CHICAGO/NEW YORK (Reuters) – Bunge Ltd is able to withstand any global agricultural trade disruptions arising from U.S.-China tensions, thanks to its massive soybean processing capacity in South America and expansion in Europe, Chief Executive Soren Schroder said at an investor event in New York on Wednesday.
While ongoing trade tensions are not good for the overall grain sector, Bunge’s “footprint comes into play at times like this,” Schroder said.
Bunge is a dominant player in the grain trade in South America, with assets in Brazil that include factories, mills, silos, distribution centers and port terminals.
Bunge also has a strong presence in Argentina, the world’s leading exporter of soymeal and soy oil.
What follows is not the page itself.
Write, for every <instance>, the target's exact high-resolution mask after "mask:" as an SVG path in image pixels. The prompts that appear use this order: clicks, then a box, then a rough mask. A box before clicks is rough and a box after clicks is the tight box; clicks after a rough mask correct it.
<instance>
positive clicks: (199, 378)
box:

Last year it acquired two oilseed crushing plants from rival Cargill Inc in the Netherlands and France.
“You can arbitrage the soybean sourcing from any origin,” because of that, said Schroder, who was speaking at the BMO Capital Markets 2018 Farm to Market Conference.
Global grain marketers such as Bunge, Cargill and Archer Daniels Midland Co have seized upon trade tensions between the United States and several of its top export markets, including China, to turn around struggling trading units following one of the toughest years ever for the industry.
Growing trade disputes are disrupting agricultural supply chains worldwide, with Mexico sourcing more of its corn from Brazil and ships carrying U.S. sorghum exports turning around after China raised prices for buyers.
Beyond the trade tensions, a drought in Argentina prompted some soy crushers to purchase U.S. soybeans for fall delivery to fill an anticipated gap.
But Bunge is not one of them, Schroder said. Right now, the margins do not justify such moves, he said, and Bunge does not believe the volume of such trade flows will be particularly significant.
Still, Schroder said, the company will source U.S. soybeans for its South American facilities if the margins justify it.
Schroder said Bunge has readied its Brazilian sugar milling unit to “stand on its own two feet.” The company has been looking to sell the beleaguered sugar assets since 2013, but because of a downturn in the sector and the high price at which Bunge scooped up the mills, no deal has emerged.
Raw sugar prices are languishing at multi-year lows as huge global supplies of the sweetener outpace demand. Bunge completed a key filing for a potential IPO of its sugar milling business on Tuesday.
The move “gives us the option to take that company public if we so choose, depending on the environment,” said Executive Vice President and Chief Financial Officer Thomas Boehlert. “So we would maintain a majority ownership and participate in the company, and potentially exit altogether down the road.”